What I find most interesting about this is that the statistics used here really aren't complicated at all: the missing zeros are a pretty classic case of the human vision of random not matching up with reality, and the other issues they found are also pretty easy to understand at a high level. They go (a bit) deeper to show exactly why the problems they found are problems, but it's quite easily apparent that something is wrong when you look at the raw data. Problems in plain sight indeed.
What actually bugs me somewhat more about this case is that it seems they were only caught (if indeed it was faked) because they faked it badly. But what if a pollster fakes their polls more intelligently, such that they look legit to at least most basic statistical tests? In well-polled areas, especially (e.g. presidential races), it seems like it would be difficult to distinguish between a real pollster, and a fake pollster who took a bunch of other polls and ran them through a "generate random-looking result roughly similar to these other polls" function. As long as your distribution looks right, and your absolute numbers are roughly in line with the pack, it seems like it'd be hard to prove that you didn't actually robocall anyone.
Also, my understanding is that polls on Kos included more data than is typically provided. Which I think helped this analysis. So a more traditional poll could be faked just as badly and not be susceptable to being caught.
The insight was in knowing to look at differences, week(n) - week(n-1). That was not the raw data.
They also noticed that the percentages of "men in favor of Obama" and "women in favor of Obama" did not tend to be odd/even or even/odd numbers. They were even/even or odd/odd. That's obvious only in hindsight.
These polls are inaccurate even if the data is not faked. If you are doing the poll for Fox News you ask "Are you pleased with they way Obama is completing ALL of his campaign promises?" if you are doing the poll for MSNBC you ask "Given the state of the country Obama inherited are you pleased with his progress so far?"
Not true. If you had been following Nate Silver's site http://fivethirtyeight.com/ in the lead up to the presidential election, you'd have gotten VERY accurate poll results.
One thing that has always bugged me is how can two polls give different results to effectively identical questions and both claim to have "plus or minus 3%" (or whatever) margin of error, when their results have substantially larger differences than that?
Keep in mind that defining a representative sample is also fraught with differences.

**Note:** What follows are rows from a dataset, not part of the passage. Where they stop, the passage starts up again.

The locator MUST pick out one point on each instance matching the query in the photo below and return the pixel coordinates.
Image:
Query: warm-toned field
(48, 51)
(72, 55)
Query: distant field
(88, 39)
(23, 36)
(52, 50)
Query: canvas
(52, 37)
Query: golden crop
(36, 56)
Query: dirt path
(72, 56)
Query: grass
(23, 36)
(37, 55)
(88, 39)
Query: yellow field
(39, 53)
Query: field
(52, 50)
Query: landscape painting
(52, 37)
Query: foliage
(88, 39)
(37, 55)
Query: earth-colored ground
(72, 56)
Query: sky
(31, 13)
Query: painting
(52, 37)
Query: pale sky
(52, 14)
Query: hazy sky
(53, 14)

How you you determine if someone is a likely voter (are they registered? did they vote last time? other or some combination of the above?), for example, or ensure what you believe is a representative sample of different ethnicities?
Because a sample of 200 - 1200 is used and multiplied out to represent the population as a whole, tweaks in those definitions can lead to different results for the same questions.

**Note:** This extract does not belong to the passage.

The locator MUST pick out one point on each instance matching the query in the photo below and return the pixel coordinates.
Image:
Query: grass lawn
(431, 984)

I definitely second the www.fivethirtyeight.com tips, as well as www.electoral-vote.com for regular outside analysis of polls and discussion of methodological differences among the various polling places.
This one makes me wonder: "The first thing they noticed was that when R2K did polls that tested how men and women viewed certain politicians or political parties (favorable/unfavorable) there was an odd pattern: if the percentage of men that rated a particular politician favorable or unfavorable was an even number, so was the the percentage of female raters."

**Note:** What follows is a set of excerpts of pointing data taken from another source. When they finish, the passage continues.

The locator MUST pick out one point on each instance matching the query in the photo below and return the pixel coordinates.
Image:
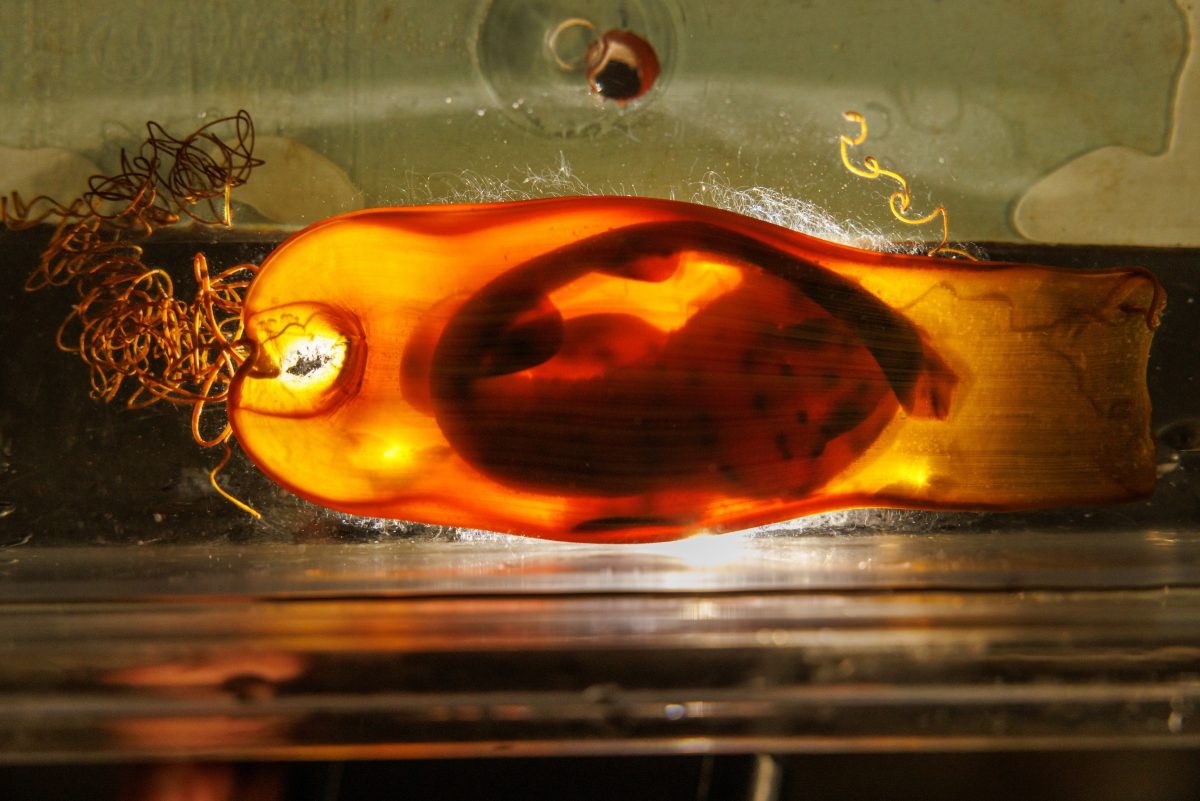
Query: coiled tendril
(127, 324)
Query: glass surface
(144, 615)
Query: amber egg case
(612, 392)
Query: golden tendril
(129, 324)
(900, 203)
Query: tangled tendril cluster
(127, 323)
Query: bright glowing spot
(703, 552)
(917, 475)
(667, 305)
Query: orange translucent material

How could they produce such results? Even if the results are 100% fake, they certainly did not do it on purpose.
Take men's results and add a random multiply of 2 to produce women's results? Naah.
Either there's a cognitive bias to pick both-even or both-odd numbers when making things up, or they generated random numbers in [0..50] and multiplied by 2.
I'm guessing they picked an integer A for the average of the men's and women's percentages, and then a smaller (positive or negative) integer D for the deviation from this average for each sex. Then they could use A+D as the score for the women and A-D as the score for the men. If one of these is even (or odd) then so must the other be.
It might be worth checking to see the distribution of D, compared to real variation between men and women.
The first one seems improbable and the second one would never produce odd numbers which I believe was not the case - it produced both odd and even ones, just never both and even in a single sample.
What I find most interesting about this is that the statistics used here really aren't complicated at all: the missing zeros are a pretty classic case of the human vision of random not matching up with reality, and the other issues they found are also pretty easy to understand at a high level. They go (a bit) deeper to show exactly why the problems they found are problems, but it's quite easily apparent that something is wrong when you look at the raw data. Problems in plain sight indeed.